This is a live mirror of the Perl 5 development currently hosted at https://github.com/perl/perl5
regcomp.c: Improve dump ANYOFR patterns
authorKarl Williamson <khw@cpan.org>
Wed, 12 Feb 2020 16:26:22 +0000 (09:26 -0700)
committerSawyer X <xsawyerx@cpan.org>
Wed, 27 May 2020 08:09:54 +0000 (11:09 +0300)
On ASCII platforms, where its easy to calculate, when dumping a pattern,
don't output the lowest first UTF-8 byte when the entire range is ASCII.
The info about this minimum byte is carried in the node, but is ignored
unless the pattern is UTF-8, and in the case of UTF-8 invariant
characters gives no extra help.  The information is quite useful for
large code points, so we can quickly rule out large swaths of potential
matches without having to convert the target UTF-8 string to code point
format.  But for ASCII matches it isn't helpful and dumping it is just
extra noise.

regcomp.c

index 01d96ec..203dbdc 100644 (file)
--- a/regcomp.c
+++ b/regcomp.c
@@ -21421,11 +21421,16 @@ Perl_regprop(pTHX_ const regexp *prog, SV *sv, const regnode *o, const regmatch_
                          : (OP(o) == ANYOFH || OP(o) == ANYOFR)

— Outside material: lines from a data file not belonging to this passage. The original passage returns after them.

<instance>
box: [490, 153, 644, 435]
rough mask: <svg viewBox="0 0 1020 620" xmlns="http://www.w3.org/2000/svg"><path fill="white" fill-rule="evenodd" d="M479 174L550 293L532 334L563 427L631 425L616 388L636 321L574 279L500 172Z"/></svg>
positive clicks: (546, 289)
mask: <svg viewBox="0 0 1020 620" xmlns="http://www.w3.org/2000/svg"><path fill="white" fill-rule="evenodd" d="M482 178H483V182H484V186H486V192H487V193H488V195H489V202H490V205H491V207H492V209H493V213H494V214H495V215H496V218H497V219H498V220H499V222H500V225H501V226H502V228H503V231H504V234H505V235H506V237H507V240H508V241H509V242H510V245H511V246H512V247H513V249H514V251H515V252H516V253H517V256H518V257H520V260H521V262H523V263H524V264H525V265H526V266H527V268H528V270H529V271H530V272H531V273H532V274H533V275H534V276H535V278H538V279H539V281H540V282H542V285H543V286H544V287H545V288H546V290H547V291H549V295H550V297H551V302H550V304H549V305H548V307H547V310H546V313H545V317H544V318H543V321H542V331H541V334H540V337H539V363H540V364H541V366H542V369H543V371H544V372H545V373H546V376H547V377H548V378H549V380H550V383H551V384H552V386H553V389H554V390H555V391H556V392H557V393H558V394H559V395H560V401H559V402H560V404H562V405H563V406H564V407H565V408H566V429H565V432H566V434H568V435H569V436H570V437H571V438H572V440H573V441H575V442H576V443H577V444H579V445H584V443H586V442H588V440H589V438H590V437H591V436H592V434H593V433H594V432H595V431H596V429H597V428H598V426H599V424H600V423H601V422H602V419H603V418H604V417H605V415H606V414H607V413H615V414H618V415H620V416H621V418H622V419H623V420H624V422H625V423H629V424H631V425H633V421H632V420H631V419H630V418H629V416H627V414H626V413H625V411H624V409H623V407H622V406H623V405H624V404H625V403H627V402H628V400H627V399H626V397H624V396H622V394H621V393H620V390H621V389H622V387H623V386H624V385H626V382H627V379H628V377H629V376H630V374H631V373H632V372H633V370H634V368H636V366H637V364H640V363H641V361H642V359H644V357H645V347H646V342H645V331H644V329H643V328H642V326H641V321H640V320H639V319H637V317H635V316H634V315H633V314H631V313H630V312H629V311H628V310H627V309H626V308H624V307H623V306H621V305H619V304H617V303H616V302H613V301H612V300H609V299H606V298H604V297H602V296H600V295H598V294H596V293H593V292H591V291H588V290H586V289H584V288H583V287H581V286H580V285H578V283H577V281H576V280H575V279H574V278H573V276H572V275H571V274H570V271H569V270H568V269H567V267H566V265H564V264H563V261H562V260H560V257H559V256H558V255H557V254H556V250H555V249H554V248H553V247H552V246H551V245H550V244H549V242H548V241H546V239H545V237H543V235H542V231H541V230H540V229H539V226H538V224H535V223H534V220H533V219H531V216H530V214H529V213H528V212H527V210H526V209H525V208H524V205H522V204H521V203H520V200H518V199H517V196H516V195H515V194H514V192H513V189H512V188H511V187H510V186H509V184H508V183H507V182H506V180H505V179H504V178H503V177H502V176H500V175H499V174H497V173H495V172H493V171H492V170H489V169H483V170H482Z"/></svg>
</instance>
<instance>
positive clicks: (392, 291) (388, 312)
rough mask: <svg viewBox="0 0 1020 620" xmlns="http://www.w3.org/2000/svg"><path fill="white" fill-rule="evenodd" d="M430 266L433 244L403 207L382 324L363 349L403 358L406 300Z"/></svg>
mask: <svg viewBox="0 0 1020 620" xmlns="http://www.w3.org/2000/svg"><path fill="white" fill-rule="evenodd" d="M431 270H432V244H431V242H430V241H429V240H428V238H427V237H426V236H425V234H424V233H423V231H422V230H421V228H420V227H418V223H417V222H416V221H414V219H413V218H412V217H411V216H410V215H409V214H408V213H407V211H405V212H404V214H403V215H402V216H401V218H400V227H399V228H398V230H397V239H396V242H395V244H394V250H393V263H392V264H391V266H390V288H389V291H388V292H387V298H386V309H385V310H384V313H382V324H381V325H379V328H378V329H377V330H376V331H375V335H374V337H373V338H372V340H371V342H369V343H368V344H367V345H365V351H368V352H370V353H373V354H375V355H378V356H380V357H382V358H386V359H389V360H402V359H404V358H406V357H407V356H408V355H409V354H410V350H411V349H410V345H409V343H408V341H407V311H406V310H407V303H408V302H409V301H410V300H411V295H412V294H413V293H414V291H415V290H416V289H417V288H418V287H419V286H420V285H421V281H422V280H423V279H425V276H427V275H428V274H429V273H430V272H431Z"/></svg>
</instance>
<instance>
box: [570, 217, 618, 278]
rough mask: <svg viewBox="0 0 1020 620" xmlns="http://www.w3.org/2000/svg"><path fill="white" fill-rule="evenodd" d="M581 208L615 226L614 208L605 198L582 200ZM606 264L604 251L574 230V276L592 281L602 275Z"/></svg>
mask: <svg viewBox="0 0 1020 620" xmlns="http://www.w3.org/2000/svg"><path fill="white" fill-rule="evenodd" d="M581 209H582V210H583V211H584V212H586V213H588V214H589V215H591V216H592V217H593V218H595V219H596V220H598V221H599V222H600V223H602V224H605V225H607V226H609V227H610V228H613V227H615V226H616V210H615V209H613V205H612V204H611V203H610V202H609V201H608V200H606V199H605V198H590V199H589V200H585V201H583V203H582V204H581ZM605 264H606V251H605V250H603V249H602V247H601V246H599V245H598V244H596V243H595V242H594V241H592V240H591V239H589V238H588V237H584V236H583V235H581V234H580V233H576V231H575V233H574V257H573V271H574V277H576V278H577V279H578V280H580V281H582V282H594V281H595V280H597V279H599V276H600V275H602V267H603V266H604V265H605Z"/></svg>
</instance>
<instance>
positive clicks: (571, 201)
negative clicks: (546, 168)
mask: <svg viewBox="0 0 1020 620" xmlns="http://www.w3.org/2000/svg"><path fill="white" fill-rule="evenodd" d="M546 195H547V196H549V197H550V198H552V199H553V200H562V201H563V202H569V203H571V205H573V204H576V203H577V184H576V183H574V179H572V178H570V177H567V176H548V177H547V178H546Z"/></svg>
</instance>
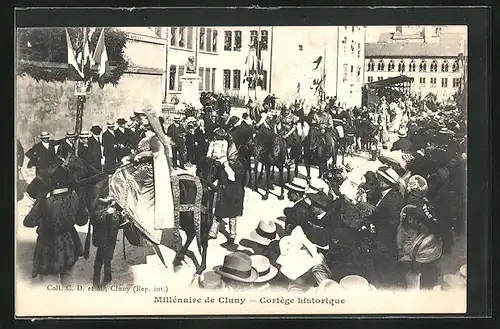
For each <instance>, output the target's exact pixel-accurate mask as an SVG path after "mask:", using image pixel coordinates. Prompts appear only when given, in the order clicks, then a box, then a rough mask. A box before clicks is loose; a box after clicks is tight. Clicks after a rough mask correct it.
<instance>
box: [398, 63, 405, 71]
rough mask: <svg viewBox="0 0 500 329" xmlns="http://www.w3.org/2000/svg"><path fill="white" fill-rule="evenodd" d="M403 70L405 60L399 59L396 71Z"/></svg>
mask: <svg viewBox="0 0 500 329" xmlns="http://www.w3.org/2000/svg"><path fill="white" fill-rule="evenodd" d="M404 71H405V62H404V61H401V62H399V64H398V72H404Z"/></svg>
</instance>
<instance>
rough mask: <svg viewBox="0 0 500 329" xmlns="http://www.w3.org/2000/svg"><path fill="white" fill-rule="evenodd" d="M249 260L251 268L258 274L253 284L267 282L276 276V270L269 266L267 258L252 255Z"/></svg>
mask: <svg viewBox="0 0 500 329" xmlns="http://www.w3.org/2000/svg"><path fill="white" fill-rule="evenodd" d="M250 259H251V260H252V266H253V267H254V268H255V269H256V270H257V272H258V274H259V277H258V278H257V279H256V280H255V281H254V282H257V283H260V282H267V281H269V280H271V279H273V278H274V277H275V276H276V274H278V269H277V268H276V267H274V266H273V265H271V263H270V262H269V259H268V258H267V257H265V256H262V255H253V256H250Z"/></svg>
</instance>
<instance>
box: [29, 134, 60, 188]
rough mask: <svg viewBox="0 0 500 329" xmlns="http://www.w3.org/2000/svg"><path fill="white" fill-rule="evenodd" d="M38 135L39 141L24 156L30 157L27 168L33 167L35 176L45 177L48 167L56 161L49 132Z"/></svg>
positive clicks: (46, 172)
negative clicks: (24, 155)
mask: <svg viewBox="0 0 500 329" xmlns="http://www.w3.org/2000/svg"><path fill="white" fill-rule="evenodd" d="M39 137H40V142H39V143H37V144H35V145H34V146H33V147H32V148H31V149H30V150H29V151H28V152H26V156H27V157H28V158H29V159H30V160H29V162H28V168H32V167H35V168H36V171H35V172H36V175H37V176H41V177H42V178H47V177H48V176H49V173H48V169H49V167H50V166H52V165H54V164H55V163H56V161H57V158H56V156H55V154H56V151H55V148H54V143H53V141H50V134H49V133H48V132H46V131H44V132H42V133H41V134H40V136H39Z"/></svg>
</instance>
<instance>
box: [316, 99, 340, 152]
mask: <svg viewBox="0 0 500 329" xmlns="http://www.w3.org/2000/svg"><path fill="white" fill-rule="evenodd" d="M325 109H326V103H325V102H321V103H320V105H319V107H318V108H317V109H316V113H314V114H313V118H312V121H311V124H312V126H314V127H316V128H317V129H318V130H319V131H320V133H321V134H322V135H323V136H324V137H325V140H326V143H327V145H328V147H329V149H330V151H331V154H333V153H334V152H333V151H334V145H335V141H338V140H339V136H338V132H337V130H335V129H333V118H332V116H331V115H330V114H329V113H327V112H326V111H325Z"/></svg>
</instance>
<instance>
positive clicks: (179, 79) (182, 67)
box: [177, 65, 184, 91]
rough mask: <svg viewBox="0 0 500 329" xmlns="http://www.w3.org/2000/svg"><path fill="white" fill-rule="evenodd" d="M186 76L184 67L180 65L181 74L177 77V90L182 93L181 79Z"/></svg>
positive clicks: (180, 72)
mask: <svg viewBox="0 0 500 329" xmlns="http://www.w3.org/2000/svg"><path fill="white" fill-rule="evenodd" d="M183 75H184V65H179V74H178V76H177V90H178V91H182V81H181V77H182V76H183Z"/></svg>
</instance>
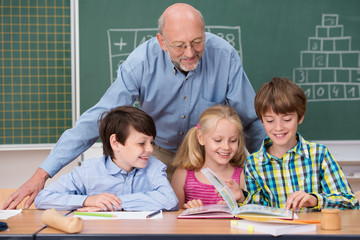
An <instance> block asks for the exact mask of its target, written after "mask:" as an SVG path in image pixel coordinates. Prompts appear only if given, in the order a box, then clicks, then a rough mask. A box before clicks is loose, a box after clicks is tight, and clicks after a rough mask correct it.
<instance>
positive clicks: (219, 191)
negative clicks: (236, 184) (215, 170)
mask: <svg viewBox="0 0 360 240" xmlns="http://www.w3.org/2000/svg"><path fill="white" fill-rule="evenodd" d="M201 172H202V173H203V174H204V175H205V177H206V178H207V179H208V180H209V181H210V182H211V184H212V185H214V187H215V188H216V190H217V191H218V192H219V193H220V195H221V197H222V198H223V199H224V201H225V202H226V204H227V205H228V206H229V208H230V210H231V213H232V214H233V215H234V214H235V213H236V212H237V209H238V204H237V202H236V200H235V197H234V195H233V193H232V192H231V190H230V188H229V187H228V186H227V185H226V184H225V183H224V182H223V181H222V180H221V179H220V178H218V177H217V176H216V175H215V173H214V172H213V171H212V170H211V169H210V168H204V169H201Z"/></svg>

                            ? 0xFF
                            : lowest;
-            Perl_sv_catpvf(aTHX_ sv, " (First UTF-8 byte=%02X", lowest);
-            if (lowest != highest) {
-                Perl_sv_catpvf(aTHX_ sv, "-%02X", highest);
+#ifndef EBCDIC
+            if (OP(o) != ANYOFR || ! isASCII(ANYOFRbase(o) + ANYOFRdelta(o)))
+#endif
+            {
+                Perl_sv_catpvf(aTHX_ sv, " (First UTF-8 byte=%02X", lowest);
+                if (lowest != highest) {
+                    Perl_sv_catpvf(aTHX_ sv, "-%02X", highest);
+                }
+                Perl_sv_catpvf(aTHX_ sv, ")");
             }
-            Perl_sv_catpvf(aTHX_ sv, ")");
         }
 
         SvREFCNT_dec(unresolved);